Книги

Узел смерти

22
18
20
22
24
26
28
30

А толку-то от всего этого… Какой бы он ни был, как бы сильно они с матерью ни опекали Тасю, Происшествие все равно случилось.

Об этом полагалось говорить только так, не подбирая другого названия. Мать впервые произнесла это слово, потому что не могла выговорить вслух, что произошло с ее дочерью, и с тех пор они, если и возвращались к этой теме, именовали случившееся в феврале только так – Происшествие.

Мать, кажется, до сих пор не верила, что все это действительно свалилось на их семью, хотя прошло уже больше двух месяцев, и Тасю выписали из клиники.

Утром, через три дня после возвращения сестры, Чак вышел на кухню и увидел, что мать стоит возле окна и курит в форточку.

– А как же «курить – здоровью вредить»? – спросил Чак, открывая холодильник. Хотелось холодного молока. – Минздрав предупреждает.

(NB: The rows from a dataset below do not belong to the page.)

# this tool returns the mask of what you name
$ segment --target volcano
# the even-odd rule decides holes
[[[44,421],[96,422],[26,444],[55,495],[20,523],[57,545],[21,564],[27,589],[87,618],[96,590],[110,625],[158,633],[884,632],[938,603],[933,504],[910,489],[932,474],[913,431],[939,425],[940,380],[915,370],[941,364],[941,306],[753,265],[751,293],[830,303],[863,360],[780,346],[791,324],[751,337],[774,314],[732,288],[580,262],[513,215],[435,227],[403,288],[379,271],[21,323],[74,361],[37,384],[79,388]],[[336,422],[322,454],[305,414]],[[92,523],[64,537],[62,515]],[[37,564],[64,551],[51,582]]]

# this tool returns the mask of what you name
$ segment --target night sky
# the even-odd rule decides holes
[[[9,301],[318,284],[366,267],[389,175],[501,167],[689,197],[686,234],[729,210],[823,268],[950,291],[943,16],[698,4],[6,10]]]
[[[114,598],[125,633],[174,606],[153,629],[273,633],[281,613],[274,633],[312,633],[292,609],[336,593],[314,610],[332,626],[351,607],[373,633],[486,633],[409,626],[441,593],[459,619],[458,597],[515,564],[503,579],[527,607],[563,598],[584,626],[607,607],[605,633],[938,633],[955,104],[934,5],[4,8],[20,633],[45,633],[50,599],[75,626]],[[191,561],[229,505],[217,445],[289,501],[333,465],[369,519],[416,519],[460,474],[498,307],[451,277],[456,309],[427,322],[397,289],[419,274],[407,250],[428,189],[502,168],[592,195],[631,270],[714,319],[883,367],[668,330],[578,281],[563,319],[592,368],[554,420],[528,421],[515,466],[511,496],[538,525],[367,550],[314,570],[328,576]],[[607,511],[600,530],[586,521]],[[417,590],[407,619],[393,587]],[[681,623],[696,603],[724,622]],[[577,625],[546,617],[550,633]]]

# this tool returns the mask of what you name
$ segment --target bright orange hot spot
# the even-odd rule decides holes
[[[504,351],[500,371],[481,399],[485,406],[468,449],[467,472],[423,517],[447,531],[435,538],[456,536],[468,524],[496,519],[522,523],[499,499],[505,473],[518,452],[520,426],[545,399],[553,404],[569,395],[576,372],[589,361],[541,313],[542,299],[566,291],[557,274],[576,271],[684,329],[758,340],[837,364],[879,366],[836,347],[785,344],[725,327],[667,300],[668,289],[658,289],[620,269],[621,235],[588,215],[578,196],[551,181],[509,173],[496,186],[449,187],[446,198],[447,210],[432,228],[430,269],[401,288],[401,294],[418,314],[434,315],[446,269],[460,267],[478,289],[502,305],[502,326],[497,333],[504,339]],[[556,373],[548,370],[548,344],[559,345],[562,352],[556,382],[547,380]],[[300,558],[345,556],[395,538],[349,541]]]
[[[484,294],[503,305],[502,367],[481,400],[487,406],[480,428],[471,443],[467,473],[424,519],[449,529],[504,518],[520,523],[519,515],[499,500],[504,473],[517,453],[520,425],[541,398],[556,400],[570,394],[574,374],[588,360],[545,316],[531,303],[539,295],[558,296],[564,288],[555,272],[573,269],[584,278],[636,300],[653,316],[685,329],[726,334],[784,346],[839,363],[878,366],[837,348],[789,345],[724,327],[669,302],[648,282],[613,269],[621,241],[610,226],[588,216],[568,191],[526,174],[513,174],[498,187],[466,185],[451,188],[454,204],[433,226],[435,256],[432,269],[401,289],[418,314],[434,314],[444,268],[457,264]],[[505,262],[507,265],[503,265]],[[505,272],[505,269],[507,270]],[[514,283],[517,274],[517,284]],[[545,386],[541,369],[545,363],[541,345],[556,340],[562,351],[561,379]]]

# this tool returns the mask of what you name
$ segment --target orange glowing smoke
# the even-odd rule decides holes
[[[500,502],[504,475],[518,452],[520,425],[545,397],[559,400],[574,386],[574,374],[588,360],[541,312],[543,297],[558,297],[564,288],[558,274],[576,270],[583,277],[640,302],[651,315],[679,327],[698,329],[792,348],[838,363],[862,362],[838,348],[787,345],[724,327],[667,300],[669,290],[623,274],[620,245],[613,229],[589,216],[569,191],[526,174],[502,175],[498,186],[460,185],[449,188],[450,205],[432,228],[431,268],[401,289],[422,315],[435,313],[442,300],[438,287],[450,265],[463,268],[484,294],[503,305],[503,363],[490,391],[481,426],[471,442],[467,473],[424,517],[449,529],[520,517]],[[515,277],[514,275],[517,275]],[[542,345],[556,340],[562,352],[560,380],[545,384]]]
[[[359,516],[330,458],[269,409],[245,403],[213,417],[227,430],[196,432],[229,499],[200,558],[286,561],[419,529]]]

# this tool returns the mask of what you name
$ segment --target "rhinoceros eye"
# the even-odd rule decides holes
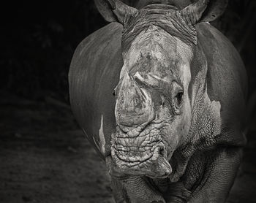
[[[176,107],[178,107],[182,102],[183,91],[178,92],[174,98]]]

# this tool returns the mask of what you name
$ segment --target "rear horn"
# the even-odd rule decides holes
[[[202,18],[203,12],[206,10],[209,0],[198,0],[184,8],[181,12],[185,18],[193,25],[196,24]]]

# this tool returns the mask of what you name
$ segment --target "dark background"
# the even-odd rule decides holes
[[[77,45],[107,23],[91,0],[23,1],[1,12],[0,202],[112,202],[105,164],[72,117],[67,81]],[[256,202],[256,4],[230,1],[212,24],[242,56],[250,104],[228,201]]]

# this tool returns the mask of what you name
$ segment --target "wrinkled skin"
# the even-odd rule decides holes
[[[245,143],[246,74],[227,39],[210,25],[197,25],[208,1],[182,9],[170,4],[140,10],[109,2],[113,11],[96,1],[102,15],[124,30],[110,24],[95,33],[102,44],[94,37],[82,42],[71,64],[69,91],[80,125],[106,160],[116,201],[224,202]],[[115,37],[107,40],[107,31],[121,36],[121,46]],[[97,43],[119,50],[91,47]],[[94,50],[99,58],[91,58]],[[109,62],[97,65],[103,58]],[[90,85],[84,96],[83,87]],[[106,96],[111,88],[114,99]]]

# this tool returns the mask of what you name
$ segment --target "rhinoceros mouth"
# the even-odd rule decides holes
[[[162,124],[151,124],[136,136],[117,126],[111,140],[113,171],[118,174],[166,177],[172,172],[161,138]]]

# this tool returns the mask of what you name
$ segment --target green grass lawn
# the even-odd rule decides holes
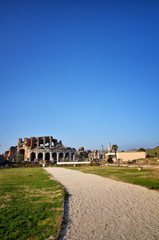
[[[113,166],[72,167],[71,169],[141,185],[149,189],[159,189],[159,168],[143,169],[142,171],[138,171],[137,168]]]
[[[42,168],[0,170],[0,239],[46,239],[62,219],[64,191]]]

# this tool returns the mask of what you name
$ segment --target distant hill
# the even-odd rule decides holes
[[[159,146],[146,151],[146,153],[150,157],[158,157],[159,158]]]

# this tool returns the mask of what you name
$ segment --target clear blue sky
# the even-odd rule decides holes
[[[0,153],[159,145],[159,1],[0,1]]]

– В стакан налей, нечего из горла тянуть, – привычно проговорила мать, явно думая о другом.

Чак послушно налил молока в стакан, стоявший возле раковины.

– Ты же, вроде, бросать собиралась.

– Собиралась, да вот… – Мать обернулась к нему, и Чак увидел, что глаза у нее красные, воспаленные. Ясно, опять не спала, плакала. – Бросишь тут.

– Мам… – начал было Чак, но мать махнула рукой.

– Она злится на меня. Мне кажется, она меня… ненавидит. Да, ненавидит. – Мать отошла от окна, раздавила бычок о блюдце и выбросила в мусорное ведро. – Я понимаю, есть за что! Да если бы я только… – На глаза опять набежали слезы, и она сердито смахнула их. – Чтоб они провалились, сволочи эти! Собственными руками удавила бы!

Зачем мать заговорила об этом? Невыносимо, невозможно! Чак с матерью всегда были, если можно так выразиться, в молчаливом сговоре: защищали хрупкую, неприспособленную, беспомощную, не разбирающуюся в людях Тасю от всех опасностей, которые вставали на ее пути. От самой жизни.

Но жизнь – грубая, жестокая, несправедливая – мощным потоком сорвала ворота с петель, сломала казавшийся надежным заслон и ворвалась в стеклянный игрушечный мир Таси, растоптав его, оставив лежать в руинах.

Чак думал, что это его вина, целиком и полностью.

А мать думала, что ее.

И пусть следователь с первого дня говорил, что ни в чем они не провинились, а те, кому положено, за все ответят, это ничего не меняло.

– Я с вечера борщ сварила, большую кастрюлю, – мать прижала руку к горлу, как будто хотела задушить сама себя, – а сейчас вот пришла, смотрю – там мусор.

– Что? – опешил Чак.

Холодное молоко, которое он очень любил, вдруг показалось прокисшим, и его едва не стошнило.

– Помнишь, мы уже ложиться собрались, а она ни с того ни с сего взялась пол мести? Я еще ей говорю: «Ты чего это на ночь глядя?» Так она, оказывается, все, что намела, по всей квартире, взяла и высыпала в кастрюлю!